Sénégal : pourquoi le Pastef refuse de rejoindre le gouvernement de Bassirou Diomaye Faye ?

Ousmane Sonko, figure majeure de l’opposition sénégalaise et dirigeant du Pastef, a détaillé mardi 2 juin les raisons de son parti à ne pas intégrer le nouveau gouvernement dirigé par Ahmadou Al Aminou Mohamed Lô. Ce refus s’explique par des désaccords profonds sur plusieurs aspects stratégiques du programme gouvernemental.
Lors d’une conférence de presse à Dakar, Ousmane Sonko a souligné des divergences majeures avec le président Bassirou Diomaye Faye. Ces tensions portent notamment sur la gestion de la dette, la reddition des comptes publics et la réforme de la justice. Pour le leader du Pastef, les réponses apportées par le chef de l’État laissent planer des incertitudes sur la mise en œuvre des engagements pris.

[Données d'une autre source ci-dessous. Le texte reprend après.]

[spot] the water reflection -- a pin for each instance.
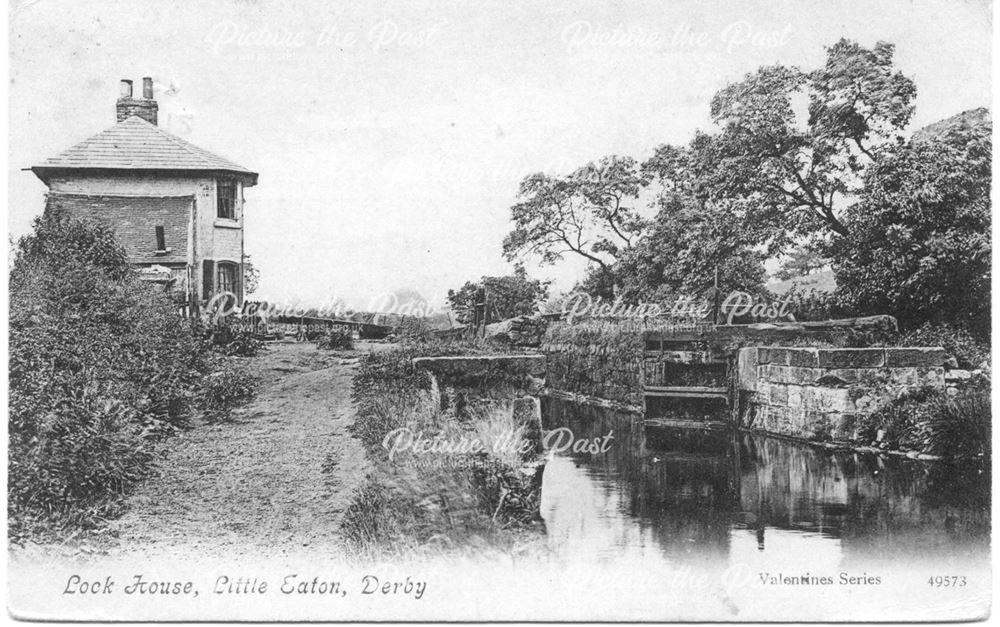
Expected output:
(712, 497)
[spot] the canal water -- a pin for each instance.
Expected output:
(706, 499)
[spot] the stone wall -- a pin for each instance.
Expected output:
(520, 331)
(819, 394)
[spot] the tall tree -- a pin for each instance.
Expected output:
(920, 232)
(508, 296)
(799, 171)
(590, 213)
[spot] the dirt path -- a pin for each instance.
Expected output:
(256, 486)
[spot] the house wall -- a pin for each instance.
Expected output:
(212, 238)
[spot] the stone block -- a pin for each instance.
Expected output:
(903, 357)
(957, 375)
(777, 394)
(763, 354)
(746, 368)
(851, 357)
(791, 374)
(794, 396)
(830, 399)
(773, 356)
(802, 357)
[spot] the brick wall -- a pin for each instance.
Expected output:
(819, 394)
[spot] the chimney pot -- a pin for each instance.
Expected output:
(129, 106)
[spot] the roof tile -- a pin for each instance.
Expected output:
(135, 144)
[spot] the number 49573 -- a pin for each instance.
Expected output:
(947, 581)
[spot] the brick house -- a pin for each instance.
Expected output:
(177, 209)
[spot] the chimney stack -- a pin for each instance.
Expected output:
(145, 108)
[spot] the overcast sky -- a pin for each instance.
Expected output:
(390, 136)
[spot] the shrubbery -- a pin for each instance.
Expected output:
(231, 340)
(100, 365)
(227, 388)
(959, 342)
(932, 421)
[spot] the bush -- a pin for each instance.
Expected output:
(932, 421)
(84, 448)
(100, 364)
(336, 339)
(958, 341)
(228, 388)
(232, 339)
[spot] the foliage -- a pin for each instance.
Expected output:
(793, 172)
(508, 296)
(336, 339)
(226, 389)
(100, 366)
(686, 244)
(98, 360)
(232, 339)
(802, 261)
(920, 245)
(590, 213)
(251, 276)
(812, 304)
(967, 350)
(930, 420)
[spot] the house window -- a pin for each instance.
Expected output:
(227, 199)
(226, 277)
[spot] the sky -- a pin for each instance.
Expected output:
(390, 137)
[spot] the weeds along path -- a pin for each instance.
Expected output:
(255, 485)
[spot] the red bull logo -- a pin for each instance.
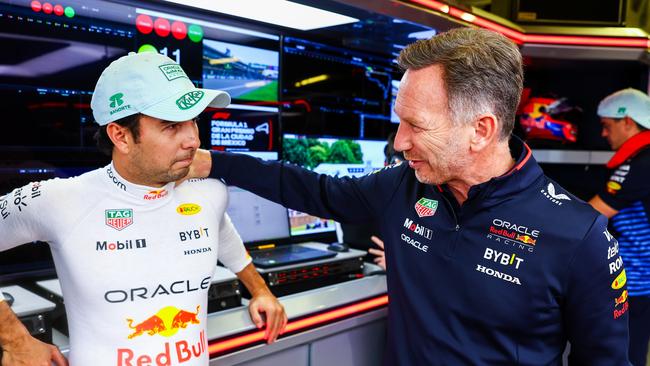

Des réponses jugées insuffisantes par le Pastef
« Toutes ces réponses sont en demi-teinte », a-t-il déclaré. Le président Faye, interrogé sur la gestion de la dette, aurait indiqué qu’aucun engagement ferme n’avait été pris concernant une éventuelle restructuration avec le Fonds monétaire international (FMI). Pour les subventions des produits de première nécessité, la position évoquée suggère une application progressive de la vérité des prix, sans calendrier précis. Enfin, sur la justice, le président aurait affirmé que le système actuel était optimal, une assertion que Sonko conteste.
Répartition des postes ministériels : un déséquilibre inacceptable
Outre les questions de fond, Ousmane Sonko a dénoncé la répartition des portefeuilles ministériels, jugée déséquilibrée. Le Pastef exigeait d’obtenir au moins la moitié des postes clés pour justifier sa participation. Une condition qui n’a pas été remplie, selon le leader. Il a également pointé du doigt l’inclusion de cinq ministres issus de son parti, mais sans reconnaissance officielle par le Pastef.
Face à cette situation, Ousmane Sonko a affirmé que son parti n’envisageait pas de déposer une motion de censure, à moins que le gouvernement ne prenne l’initiative d’une offensive politique ou juridique contre lui.